Inflammation may be more of a
problem in the earlier stages of autoimmune diseases like
multiple sclerosis. So
much tissue is eventually destroyed that nerve damage becomes permanent.
"Your initial goal is to
keep the immune response in check, but then you have to ask how you encourage
regrowth of damaged
tissue," says Dr. Stephen Reingold, vice president for research programs at
the National Multiple
Sclerosis Society. It could take decades to figure that one
out.
Asthma Without
Allergies?
One of the most intriguing questions
in immunology today is
why everyone doesn't suffer from asthma. After all, the air we
breathe is full of germs, viruses and other irritants. Since half of
the 17 million Americans with asthma are
hypersensitive to common substances like cat dander or pollen,
it stands to
reason that their allergic reactions
trigger the chronic
inflammation in their bodies. Yet the people who develop asthma as adults—one of the
most rapidly growing
segments of the population—often don't have allergies. Doctors still don't know
what's driving their disease, but the signs of inflammation are
every bit as present in
their lungs.
Many treatments for asthma are
designed to control inflammation, although they still don't cure the
disease. "It may mean that the inflammatory hypothesis is not entirely correct or the drugs
that we use to treat
inflammation aren't fully potent," says Dr. Stephen Wasserman, an allergist at
the University of
California at San
Diego. "There are a lot of gaps to fill in."

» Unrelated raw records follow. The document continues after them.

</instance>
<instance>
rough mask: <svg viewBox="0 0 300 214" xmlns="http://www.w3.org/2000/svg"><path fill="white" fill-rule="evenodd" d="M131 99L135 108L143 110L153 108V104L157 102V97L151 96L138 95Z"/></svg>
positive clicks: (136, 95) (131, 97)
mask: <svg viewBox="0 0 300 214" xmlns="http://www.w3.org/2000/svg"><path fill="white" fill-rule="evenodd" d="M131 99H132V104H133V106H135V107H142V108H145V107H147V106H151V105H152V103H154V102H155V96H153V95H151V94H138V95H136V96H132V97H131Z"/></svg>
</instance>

Everywhere they turn, doctors are
finding evidence that inflammation plays a larger role in chronic
diseases than they
thought. But that doesn't necessarily mean they know what to do about it.
"We're in a quandary right now," says Dr. Gailen Marshall,
an immunologist at the
University of Texas Medical School at Houston.
"We're advancing the idea to heighten awareness. But we really can't
recommend specific treatments yet."
That may soon change. Researchers are
looking beyond aspirin
and other multipurpose medications to experimental drugs that block
inflammation more precisely. Any day now, Genentech is
expecting a decision
from the fda on its colon-cancer drug, Avastin, which targets one of
the growth factors released by the body as inflammation gives way
to healing. Millennium
Pharmaceuticals is testing a different kind of drug, called Velcade, which
has already been approved for treating multiple myeloma, against
lung cancer and other
malignancies. But there is a sense that much more basic research into
the nature of inflammation needs to be done before
scientists understand how best to limit the damage in
chronic diseases.
In the meantime, there are things we
all can do to dampen
our inflammatory fires. Some of the advice may sound terribly familiar, but we
have fresh reasons to
follow through. Losing weight induces those fat cells—remember them?—to produce fewer
cytokines. So does regular exercise, 30 minutes a day most
days of the week.
Flossing your teeth combats gum disease, another source of chronic
inflammation. Fruits,
vegetables and fish are full of substances that disable free
radicals.
So if you want to stop inflammation,
get off that couch,
head to the green market and try not to stub your toe on the way.